Боже мой, девочка думала, что это была порнография!.. Какая идиотская история, просто ирония судьбы… Но, с другой стороны, что она могла подумать? Она ведь даже не знает о существовании этой гадости — самиздата… Она не знает, не знает…
Ольга Алексеевна вздохнула:
— Аленушка, солнышко, вот и правильно, вот и молодец. Не надо читать таких книг. Отношения мужчины и женщины должны быть окутаны тайной…
…А может быть, Ольга Алексеевна все-таки пожалела Леву? Пожалела, потому что в тот день она была страшно несчастна и робко счастлива? Или суеверно стремилась заплатить за свое счастье, сделав что-то хорошее?…За час до ее прихода к директору врачи уверили их с Андреем Петровичем, что полное заживление не исключено. Возможно. Полное заживление возможно. Завтра в 14.20 на самолете из Лондона привезут искусственную кожу. «Искусственная кожа» звучит страшно, как будто Алене будут пересаживать кожу, но на самом деле это биоматериал, его, как пластырь, наклеивают на места ожогов. Начальник горздрава очень сочувственно отнесся к несчастью Андрея Петровича, поставил на ноги все личные связи. Искусственная кожа — опытная разработка одной лаборатории, и эффект — если у Алены есть совместимость с этим биоматериалом — сопоставим с операцией по пересадке кожи. Возможно, у Алены не останется никаких следов ожога. Возможно, да, а ВОЗМОЖНО, и нет.
На углу Щербакова переулка и улицы Рубинштейна стоял Илья. Увидев Ольгу Алексеевну с Аленой, бросился к ним жалеть Алену, но остановился под ледяным взглядом Ольги Алексеевны — не надо сочувствия. Илья замялся, смущенно кивнул, с облегчением повернулся к Фире:
— Я тут уже полчаса жду, — ну что, выгнали?.. Ну и черт с ней, с матшколой… Фирка, я все придумал… Мы просто уедем, — сказал Илья и посмотрел на нее с видом спасителя, победителя, главы семьи.
…«Отъезд», «уехать» витало в разговорах Резников и Кутельманов весь год. Весь год они обсуждали эмиграцию, но не как практический план, а как альтернативу, ВАРИАНТ, КАК ХОД В ИГРЕ, когда кидаешь фишку и не знаешь, куда поведет, — шесть ходов вперед или два хода назад. Разговоры об отъезде всегда заводил Илья, для него «А что, если уехать?» было как мед, — уехать от слова «диссертация», начать все заново, защитить себя от укора в Фириных глазах, от вопроса самому себе: «Неужели я неудачник?»

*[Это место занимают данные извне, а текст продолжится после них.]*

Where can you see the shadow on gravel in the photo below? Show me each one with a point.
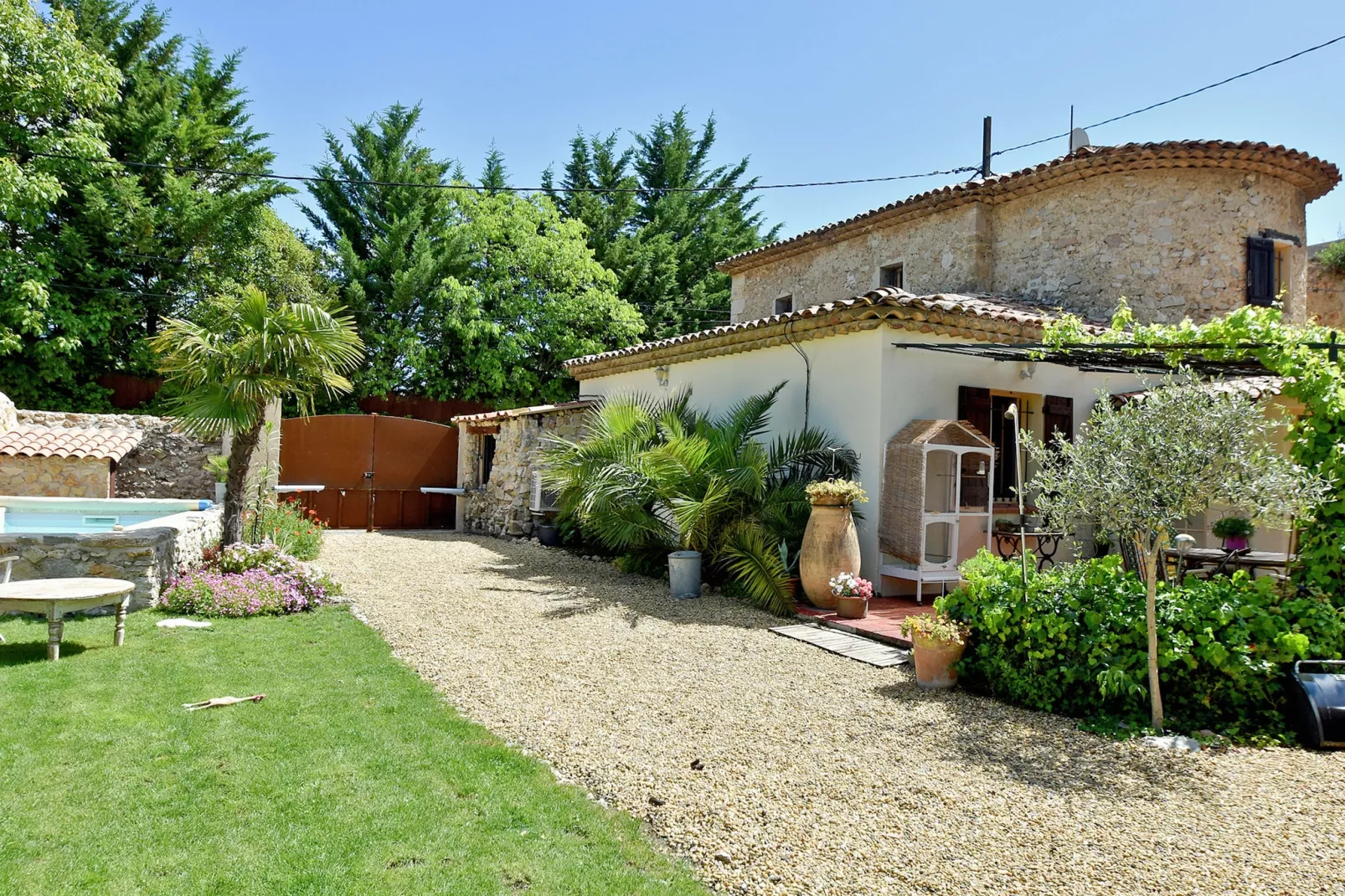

Никто из них уезжать не собирался, у каждого были свои причины сказать: «Вообще — да, но лично для меня — нет».
Фаина, — Фаина здесь кандидат наук, начальник отдела, а там кто, уборщица?! Кутельман, единственный, у кого работа — в Иерусалимском университете — была в кармане, отделывался шутками, цитировал Платонова. Платоновская героиня-мещанка восклицала: «…Я не есть животное такое, чтоб жить всю жизнь в одной загородке… А на шута мне теперь родина!..Я кофту хочу!»
Для Кутельмана, имеющего первую форму секретности, все эти обсуждения были абсолютно бессмысленны. Зачем обсуждать, что выбрать — свободу или Ленинград, когда выбора нет? Секретность не оставляла ему альтернатив и вариантов — как ни кидай фишку, хода вперед для него не было. А без Кутельманов Резники никуда не поедут…Да и вообще все это носило характер «в разговорном жанре», и сам Илья, начинающий эти разговоры, никогда всерьез уезжать не собирался — не мыслил себя без Ленинграда.
— Но я все решил, почему ты не радуешься? — обиженно спросил Илья. — …Что? Все обошлось? Но как, расскажи!..
Фира помотала головой, не смогла начать говорить. Огромная, невероятная несоразмерность того, что она пережила, и этого его легкого тона, — не могла она говорить, не было у нее слов.
* * *
Алена лежала в темной комнате. На ее лице была прозрачная, чуть мутная пленка — искусственная кожа. Ариша сидела около нее, прикладывала к шее и груди повязку с мазью, — на шее и груди ожог был сильней, чем на лице, и искусственная кожа не годилась. Нина стояла за дверью, как страж, готовая ринуться к Алене по первому зову. Но ее не звали.
— Нина, поди сюда, — наконец позвала Алена. — Ты переезжаешь.
— Переезжаю? Куда? — насторожилась Нина.
По Алениной команде Ариша с Ниной сдвинули кровати в спаленке, затем, пыхтя, перетащили туда Нинин диван. Теперь в спаленку можно было только войти и упасть.